[R-sig-ME] single argument anova for GLMMs (really, glmer, or dispersion?)

Sat Dec 13 21:39:30 CET 2008

On Sat, Dec 13, 2008 at 12:46 PM, Murray Jorgensen
<maj at stats.waikato.ac.nz> wrote:
> I thought I might note that zero-inflated count data and negative binomial
> data can both be seen as cases where the response variable follows a mixture
> distribution. In the ZIP case a mixture of a constant [ Poisson(0) or
> Poisson(tiny) with another Poisson], in the negative binomial case a gamma
> mixture of Poissons [which might be approximated by a finite mixture].

I was thinking a bit more about your suggestion of mixtures as a way
of incorporating overdispersion.  It is quite a reasonable suggestion
but I am afraid I don't know enough about methods of estimating the
parameters in a mixture model to decide if it is feasible to put such
models in the framework I plan to use.  My "bottom line" is that I
want to be able to determine the conditional modes of the random
effects given the data and parameter values by solving a penalized
iteratively reweighted least squares problem.
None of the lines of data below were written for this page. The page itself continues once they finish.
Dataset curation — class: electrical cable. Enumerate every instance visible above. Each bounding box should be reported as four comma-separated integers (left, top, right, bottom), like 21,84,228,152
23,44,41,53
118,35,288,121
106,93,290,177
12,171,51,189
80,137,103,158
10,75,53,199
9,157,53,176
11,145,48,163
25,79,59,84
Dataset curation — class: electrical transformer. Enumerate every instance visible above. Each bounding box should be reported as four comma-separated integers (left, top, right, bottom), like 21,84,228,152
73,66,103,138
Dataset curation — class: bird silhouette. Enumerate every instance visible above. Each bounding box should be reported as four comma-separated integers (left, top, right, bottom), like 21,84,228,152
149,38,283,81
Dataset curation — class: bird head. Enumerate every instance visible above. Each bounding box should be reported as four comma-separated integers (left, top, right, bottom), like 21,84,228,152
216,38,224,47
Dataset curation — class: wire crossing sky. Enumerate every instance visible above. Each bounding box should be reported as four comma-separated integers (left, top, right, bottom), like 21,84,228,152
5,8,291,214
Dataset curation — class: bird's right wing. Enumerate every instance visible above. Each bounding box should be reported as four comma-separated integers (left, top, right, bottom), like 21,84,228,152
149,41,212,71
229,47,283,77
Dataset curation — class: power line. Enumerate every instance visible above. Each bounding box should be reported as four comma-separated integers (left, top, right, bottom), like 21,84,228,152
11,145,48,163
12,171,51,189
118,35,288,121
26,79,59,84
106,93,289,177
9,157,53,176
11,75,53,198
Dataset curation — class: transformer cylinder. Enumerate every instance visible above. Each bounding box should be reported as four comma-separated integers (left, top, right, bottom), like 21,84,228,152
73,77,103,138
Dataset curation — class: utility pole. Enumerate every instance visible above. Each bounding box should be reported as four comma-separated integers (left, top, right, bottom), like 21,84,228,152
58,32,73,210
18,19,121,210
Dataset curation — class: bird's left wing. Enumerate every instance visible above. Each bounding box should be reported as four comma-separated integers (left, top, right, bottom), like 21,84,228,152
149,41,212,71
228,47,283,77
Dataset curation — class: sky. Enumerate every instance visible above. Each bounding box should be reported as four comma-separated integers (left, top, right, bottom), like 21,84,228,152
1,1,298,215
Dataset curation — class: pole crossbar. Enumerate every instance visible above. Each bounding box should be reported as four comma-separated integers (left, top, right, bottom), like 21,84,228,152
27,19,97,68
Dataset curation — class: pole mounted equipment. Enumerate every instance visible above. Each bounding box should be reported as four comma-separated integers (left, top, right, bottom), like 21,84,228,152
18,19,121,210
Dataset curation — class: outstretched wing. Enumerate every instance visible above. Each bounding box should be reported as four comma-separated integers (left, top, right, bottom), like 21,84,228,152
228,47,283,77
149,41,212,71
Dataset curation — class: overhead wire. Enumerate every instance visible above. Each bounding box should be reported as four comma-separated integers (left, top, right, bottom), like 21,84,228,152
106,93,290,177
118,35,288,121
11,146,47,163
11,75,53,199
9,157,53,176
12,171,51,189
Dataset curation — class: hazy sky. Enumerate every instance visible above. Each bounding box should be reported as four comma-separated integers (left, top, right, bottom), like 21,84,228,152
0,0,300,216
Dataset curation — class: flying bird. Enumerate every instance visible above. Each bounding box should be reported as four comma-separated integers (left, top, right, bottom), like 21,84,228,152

If mixture models, or
even restricted forms of mixture models like the ZIP model, can be
expressed in that form then it is just a question of deciding how the
model can be specified and how the specification can be translated
into such a problem.  (This process is not trivial.  It is a lot
easier to write down a model than it is to decide how to define the
arguments and defaults for specifying such a model as an R function.)

My guess is that models like ZIP can't be expressed that way so it
would be necessary to condition on the mixture components, estimate
the conditional modes of the random effects and conditional estimates
of the parameters, then iterate.

One of the basic changes in the allcoef branch of the lme4 code is the
way that the "outer" optimization is performed (PIRLS is the "inner"
optimization in the Laplace or adaptive Gauss-Hermite approximation;
optimization of the profiled deviance with respect to \theta is the
outer optimization).  In the current lme4 this is done internally in C
code and hence is somewhat inaccessible to other programmers.  In the
allcoef branch this is done at the R level by calling nlminb.  In that
branch setting doFit = FALSE in a call to lmer/glmer/nlmer returns an
environment that is suitable for defining the optimization problem in
that it has methods for getPars, getBounds and setPars.  The latter
method sets new values of the parameters and returns the objective
function evaluated at the new parameters. Allowing access to this
environment is intended to be the hook that others can use to set up a
model that is almost what they want so they can then mold the
optimization process to fit the model that they do want.